Paper: Coelho, T., Adams, D., Silva, A., et. al. "Safety and Efficacy of RNAi Therapy for Transthyretin Amyloidosis" NEJM (2013); 369: 819-29.

Methods: This Phase I study consisted of two parts.  In the first portion, eligible patients were older than 18 years with biopsy proven transthyretin amyloidosis with mild-to-moderate neuropathy.  Patients were excluded if they had liver, renal, or thyroid dysfunction.  These patients were injected in a blinded way with lipid nanoparticles containing RNA interfering (RNAi) sequences or with placebo.  In the second part, seventeen healthy patients were injected with a second generation lipid nanoparticle containing RNAi sequences testing for safety.

The lipid nanoparticles consisted of ionizable lipid components with RNA sequence that targets a conserved sequence at the 3' untranslated region of mRNA of Transthyretin protein (TTR).

Results:
Cohort: In the cohort with disease, there were 32 patients with 56% male and median age of 37.  Majority of participants were recruited from Portugal (23/32 patients).  The healthy volunteer cohort were all 17 male subjects with mean age of 27 (all were from England).

Amyloidosis Cohort: Patients with TTR amyloidosis treated with placebo did not have change in serum transthyretin levels.  In the group receiving 1mg/kg lipid nanoparticle dose, there was a mean reduction of 38% in serum transthyretin levels with recovery to close to baseline levels by day 28.

Healthy Volunteers: Using the second generation lipid nanoparticles, peak reduction of serum transthyretin level was reached at approximately day 10.  At 0.3 mg/kg and 0.5 mg/kg doses, the mean levels of suppression were 82.3% and 86.8%.  The serum transthyretin levels remained suppressed even at day 28.

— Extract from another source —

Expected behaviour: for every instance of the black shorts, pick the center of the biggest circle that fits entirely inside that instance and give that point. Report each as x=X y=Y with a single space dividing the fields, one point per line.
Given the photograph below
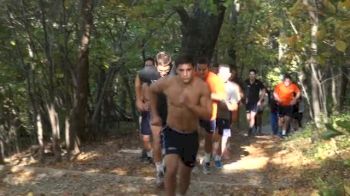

Safety: There were no drug related serious adverse events or study drug discontinuation.  No significant changes in hematologic, liver, or renal measurements were seen.  Mild to moderate infusion reactions occurred in 7 to 20% of reactions responding to temporary interruption of infusion or administration of glucocorticosteroids.  Antibodies to pegylated lipid components were not seen.

Discussion: This trial demonstrated successful use of lipid nanoparticle RNAi to suppress transthyretin levels.   In the four week follow-up, there were remarkably no drug related side effects.  This Phase I trial, while promising, does not show efficacy of treatment on important clinical variables.  Transthyretin is primarily synthesized by the liver but is also synthesized to a smaller extent in the retina and choroid plexus.  The hepatic suppression may still leave the patient vulnerable to retinal and CNS side-effects.  In normal physiology, transthyretin is associated with retinol binding protein levels and Vitamin A levels.  Long term suppression of transthyretin may also interfere with Vitamin A metabolism.  Also, it is unclear whether repeated administration of lipid nanoparticles will generate an immunologic response.  Nonetheless, the trial is an encouraging start on selective suppression of hepatic protein synthesis.